Recibí un mensaje electrónico de España. Lo escribe Marina, pedagoga a quien conocí durante su estancia de movilidad académica en la Universidad de Colima. Me comparte una buena noticia que quiero extender a ustedes, porque presiento que hay algo relevante que debo contarles.

Marina vino hace algunos años a Colima, con Gloria. Estudiantes de pedagogía ambas, se integraron fácil al ambiente social colimense, mexicano, o por lo menos esa impresión tuve. Inicialmente estarían un semestre y permanecieron un año, luego de recorrer varios estados del país e involucrarse en más de un proyecto social. Creo que en esos meses conocieron más de nuestro país y se solidarizaron con distintas causas sociales como pocos de nosotros. Recuerdo, por ejemplo, que en algún periodo vacacional se fueron a no sé qué entidad con un grupo que construía casas para gente humilde.

Además de excelentes estudiantes fueron amistosas y espléndidas en el esfuerzo con quienes tuvimos la fortuna de trabajar con ellas, en mi caso, dos semestres. El lazo ha permanecido con la distancia y los años, especialmente con Marina. Después de concluir su licenciatura logró un máster interuniversitario en cultura de paz, conflicto y derechos humanos, con un interesante texto final: “La dialogicidad: esencia de la educación como práctica de la libertad en el medio penitenciario”.

En momentos complicados para España, y para los jóvenes españoles, Marina ha conseguido, por méritos propios (y eso es parte de su alegría), empleo en un pueblo de la provincia de Málaga: Torrox-Costa, una población de 10 mil habitantes que se desarrolla gracias al turismo.  Allí, en Torrox-Costa, Marina firmó un contrato por dos meses en una escuela de educación infantil.
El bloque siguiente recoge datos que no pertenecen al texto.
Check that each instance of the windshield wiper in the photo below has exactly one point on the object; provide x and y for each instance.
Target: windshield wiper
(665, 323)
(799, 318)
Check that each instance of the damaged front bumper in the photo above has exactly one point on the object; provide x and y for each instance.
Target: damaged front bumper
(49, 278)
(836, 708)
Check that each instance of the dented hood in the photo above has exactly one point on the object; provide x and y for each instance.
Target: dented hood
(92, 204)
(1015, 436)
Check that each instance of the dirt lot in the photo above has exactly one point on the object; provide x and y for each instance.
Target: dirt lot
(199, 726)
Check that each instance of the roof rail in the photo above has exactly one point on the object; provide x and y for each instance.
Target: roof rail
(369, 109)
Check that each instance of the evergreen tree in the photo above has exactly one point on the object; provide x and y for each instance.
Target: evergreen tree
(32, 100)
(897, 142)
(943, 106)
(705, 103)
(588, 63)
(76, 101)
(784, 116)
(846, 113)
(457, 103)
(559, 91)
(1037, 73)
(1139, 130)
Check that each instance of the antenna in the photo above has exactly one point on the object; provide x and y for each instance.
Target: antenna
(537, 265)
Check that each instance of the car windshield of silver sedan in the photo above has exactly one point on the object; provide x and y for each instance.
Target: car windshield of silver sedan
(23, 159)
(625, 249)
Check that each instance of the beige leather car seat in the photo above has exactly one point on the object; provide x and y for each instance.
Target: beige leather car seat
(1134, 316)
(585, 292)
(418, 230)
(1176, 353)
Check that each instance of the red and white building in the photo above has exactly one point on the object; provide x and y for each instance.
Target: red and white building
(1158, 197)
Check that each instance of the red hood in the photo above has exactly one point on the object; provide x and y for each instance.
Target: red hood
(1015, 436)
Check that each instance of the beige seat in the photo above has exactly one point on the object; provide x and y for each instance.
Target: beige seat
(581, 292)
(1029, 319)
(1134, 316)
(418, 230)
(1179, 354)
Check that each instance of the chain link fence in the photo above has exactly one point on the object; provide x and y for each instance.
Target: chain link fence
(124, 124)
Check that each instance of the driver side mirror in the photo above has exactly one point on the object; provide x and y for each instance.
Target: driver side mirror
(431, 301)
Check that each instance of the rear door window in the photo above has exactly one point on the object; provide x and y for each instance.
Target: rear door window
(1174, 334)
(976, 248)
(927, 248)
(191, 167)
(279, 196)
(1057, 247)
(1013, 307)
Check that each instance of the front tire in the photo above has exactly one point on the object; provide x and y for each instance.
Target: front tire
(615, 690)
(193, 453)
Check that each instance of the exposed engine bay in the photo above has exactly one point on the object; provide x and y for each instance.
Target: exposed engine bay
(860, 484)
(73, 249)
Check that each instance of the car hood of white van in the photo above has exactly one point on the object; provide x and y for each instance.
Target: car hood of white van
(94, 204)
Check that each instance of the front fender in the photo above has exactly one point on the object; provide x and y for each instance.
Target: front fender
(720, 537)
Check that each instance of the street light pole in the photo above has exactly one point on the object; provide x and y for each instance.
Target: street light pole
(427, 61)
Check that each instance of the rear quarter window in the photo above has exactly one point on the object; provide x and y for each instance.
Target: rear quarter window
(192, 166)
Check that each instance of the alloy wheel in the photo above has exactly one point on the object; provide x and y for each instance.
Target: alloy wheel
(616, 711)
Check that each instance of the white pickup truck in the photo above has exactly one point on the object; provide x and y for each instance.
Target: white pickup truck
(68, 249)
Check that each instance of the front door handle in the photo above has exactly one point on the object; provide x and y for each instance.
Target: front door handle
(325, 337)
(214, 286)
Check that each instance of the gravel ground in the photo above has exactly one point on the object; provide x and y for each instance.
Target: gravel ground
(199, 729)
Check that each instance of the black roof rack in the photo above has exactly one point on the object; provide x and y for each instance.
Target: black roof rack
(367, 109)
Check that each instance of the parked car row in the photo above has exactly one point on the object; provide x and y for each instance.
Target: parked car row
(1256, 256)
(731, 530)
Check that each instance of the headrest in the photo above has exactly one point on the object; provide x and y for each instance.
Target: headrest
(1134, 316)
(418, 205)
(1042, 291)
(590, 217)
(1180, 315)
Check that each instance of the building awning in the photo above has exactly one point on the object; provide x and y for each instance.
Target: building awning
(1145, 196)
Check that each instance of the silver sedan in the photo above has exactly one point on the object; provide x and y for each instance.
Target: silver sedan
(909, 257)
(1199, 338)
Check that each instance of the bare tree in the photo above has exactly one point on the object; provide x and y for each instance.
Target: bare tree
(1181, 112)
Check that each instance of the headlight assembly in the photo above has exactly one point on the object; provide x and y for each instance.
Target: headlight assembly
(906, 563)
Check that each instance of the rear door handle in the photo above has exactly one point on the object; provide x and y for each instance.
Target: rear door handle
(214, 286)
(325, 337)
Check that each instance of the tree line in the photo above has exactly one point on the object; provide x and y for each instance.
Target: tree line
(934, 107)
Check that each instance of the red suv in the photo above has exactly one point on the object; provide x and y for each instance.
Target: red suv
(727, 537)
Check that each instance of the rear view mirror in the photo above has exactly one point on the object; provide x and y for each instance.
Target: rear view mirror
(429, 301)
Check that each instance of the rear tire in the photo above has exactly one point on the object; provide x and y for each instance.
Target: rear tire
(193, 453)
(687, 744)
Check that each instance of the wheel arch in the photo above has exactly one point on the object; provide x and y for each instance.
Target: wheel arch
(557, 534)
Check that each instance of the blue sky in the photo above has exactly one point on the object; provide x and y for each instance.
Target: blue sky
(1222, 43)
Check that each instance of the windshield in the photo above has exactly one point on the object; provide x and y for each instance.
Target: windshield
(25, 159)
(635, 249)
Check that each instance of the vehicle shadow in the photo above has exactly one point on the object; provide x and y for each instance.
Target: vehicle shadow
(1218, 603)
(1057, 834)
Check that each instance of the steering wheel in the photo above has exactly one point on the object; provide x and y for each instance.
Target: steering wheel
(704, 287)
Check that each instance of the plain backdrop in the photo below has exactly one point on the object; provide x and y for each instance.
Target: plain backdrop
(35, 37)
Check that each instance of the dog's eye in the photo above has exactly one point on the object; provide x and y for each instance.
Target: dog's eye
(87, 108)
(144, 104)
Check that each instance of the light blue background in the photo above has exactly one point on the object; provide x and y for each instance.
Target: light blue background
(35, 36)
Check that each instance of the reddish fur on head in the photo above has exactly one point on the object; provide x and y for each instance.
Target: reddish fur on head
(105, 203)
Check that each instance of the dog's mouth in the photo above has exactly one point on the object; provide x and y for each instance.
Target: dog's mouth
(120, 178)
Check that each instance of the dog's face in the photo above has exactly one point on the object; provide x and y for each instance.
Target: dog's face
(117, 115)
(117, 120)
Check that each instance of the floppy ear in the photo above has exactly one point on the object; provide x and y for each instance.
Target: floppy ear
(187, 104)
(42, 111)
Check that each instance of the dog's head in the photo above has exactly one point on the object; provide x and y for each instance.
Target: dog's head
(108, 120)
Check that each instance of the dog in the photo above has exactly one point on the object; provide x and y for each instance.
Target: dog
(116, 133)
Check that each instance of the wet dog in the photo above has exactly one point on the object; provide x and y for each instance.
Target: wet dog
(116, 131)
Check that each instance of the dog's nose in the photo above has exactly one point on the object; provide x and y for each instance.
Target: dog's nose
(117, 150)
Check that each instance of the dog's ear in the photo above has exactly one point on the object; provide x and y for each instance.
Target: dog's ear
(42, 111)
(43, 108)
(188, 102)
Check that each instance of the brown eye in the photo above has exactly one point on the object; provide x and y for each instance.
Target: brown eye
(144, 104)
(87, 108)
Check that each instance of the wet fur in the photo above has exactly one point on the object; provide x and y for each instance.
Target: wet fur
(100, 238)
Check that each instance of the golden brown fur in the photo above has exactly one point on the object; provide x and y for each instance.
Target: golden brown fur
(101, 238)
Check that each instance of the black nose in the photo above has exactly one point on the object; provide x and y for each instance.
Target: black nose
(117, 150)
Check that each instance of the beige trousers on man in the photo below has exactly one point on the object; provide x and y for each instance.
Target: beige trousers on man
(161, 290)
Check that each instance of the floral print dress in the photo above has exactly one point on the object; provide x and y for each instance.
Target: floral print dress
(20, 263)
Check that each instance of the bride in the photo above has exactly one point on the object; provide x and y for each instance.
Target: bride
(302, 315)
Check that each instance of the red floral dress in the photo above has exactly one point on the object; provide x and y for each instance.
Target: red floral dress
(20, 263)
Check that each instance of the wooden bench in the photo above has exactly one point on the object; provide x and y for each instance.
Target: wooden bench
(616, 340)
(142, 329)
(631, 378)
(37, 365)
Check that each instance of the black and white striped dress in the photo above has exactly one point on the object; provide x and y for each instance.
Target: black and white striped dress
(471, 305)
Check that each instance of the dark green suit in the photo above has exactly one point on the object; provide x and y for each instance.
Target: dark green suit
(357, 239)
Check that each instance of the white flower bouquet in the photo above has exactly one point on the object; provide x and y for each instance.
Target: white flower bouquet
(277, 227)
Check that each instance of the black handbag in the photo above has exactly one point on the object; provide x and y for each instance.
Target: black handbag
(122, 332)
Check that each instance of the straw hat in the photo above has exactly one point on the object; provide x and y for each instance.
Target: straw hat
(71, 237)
Ella está feliz por el hecho, como ha quedado consignado, y yo también porque sé que es una pedagoga de enorme vocación y pasión. No sé qué sucederá con el maestro o maestra anterior, o con esa plaza, pero sé, en cambio, que Marina inicia una carrera que la convertirá en una educadora ejemplar, y el director o quien evalúe su trabajo se verá en aprietos cuando termine ese contrato, porque querrán los estudiantes y sus papás que Marina siga laborando con ellos.

Sé, no tengo duda, que el mensaje electrónico de Marina anuncia el nacimiento de una maestra estupenda, por su formación, por su responsabilidad pero, sobre todo, por su pasión y generosidad, en suma, porque reúne las virtudes de los educadores y educadoras progresistas, a las que escribiera Paulo Freire sus memorables “Cartas a quien pretende enseñar”. Marina es de esa estirpe, por eso, bienvenida.

Twitter@soyyanez

Comentarios

  1. sandra dice:

    Un caso de verdadera pasión y vocación, de esos profesionales deberiamos traernos a nuestra universidad 🙂 un abrazo!!